The pandemic has created a “make-or-break” time for advisors: Either they will solidify their client relationships for life or they will lose their clients to competitors, according to Daniel Crosby, chief behavioral officer at Brinker Capital, an investment management firm based in Berwyn, Pa.

“This is our Super Bowl,” Crosby said. Those advisors who can guide their clients through the current crisis will have clients for life, he said. To do this, advisors need to take into consideration the behavior that affects investing, Crosby said in an interview.

“Over the past few months, we’ve seen firsthand how emotion can dictate our reaction to the health and economic changes happening around us,” Crosby said in a statement. “Managing external pressures versus our own investment instincts can be a balancing act, but knowing common behavioral investing errors and the unconscious tendencies we may have is key to being a successful investor.”

Several factors affect investors’ decision making ability, he said.

Investors, and people in general, think they are better at predicting the future than they are. In addition, emotion can override rationality when it comes to making financial decisions, Crosby said.

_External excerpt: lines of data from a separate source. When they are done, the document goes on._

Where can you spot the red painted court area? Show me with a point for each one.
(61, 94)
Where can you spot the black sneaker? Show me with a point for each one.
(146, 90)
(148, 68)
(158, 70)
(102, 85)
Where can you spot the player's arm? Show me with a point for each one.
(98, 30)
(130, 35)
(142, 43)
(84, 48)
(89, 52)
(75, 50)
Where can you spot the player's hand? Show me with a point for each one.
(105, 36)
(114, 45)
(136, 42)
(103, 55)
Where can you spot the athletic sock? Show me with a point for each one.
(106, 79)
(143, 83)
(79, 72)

Negative scenarios affect investing decisions more than they should because negative factors seem more likely to happen than they actually are, he added.

“Historically, a market correction happens every five or six years, but investors expect a correction is lurking around every corner. Market corrections are scary and investors are likely to try to protect themselves from corrections that will never occur,” Crosby said. “This often makes them afraid to take appropriate risk or they overpay for hedging products.”

Investors also over invest in the familiar, he said. “They hold too much stock in the company they work for or they invest too much in the country where they live,” he said. A portfolio should be balanced with domestic and international equities. Most people living in the United States hold too much in U.S. equities rather than properly diversifying.

“Emotion makes us dumb” when it comes to making investing decisions, he added. “This pandemic makes things worse because investors are worried about themselves and their families. It is a health and wealth crisis,” rather than just a wealth problem, he said.

Advisors can help their clients by telling them not to binge watch negative news coverage and not to check their accounts every day. Social disconnection heightens emotion and that has been difficult or impossible to avoid in the last six months, Crosby said.

“Advisors can help their clients focus” on the positive and can even help them manage stress, he added. “He or she can remind the clients why they started on this investing journey in the beginning. This is our time to shine as a profession.”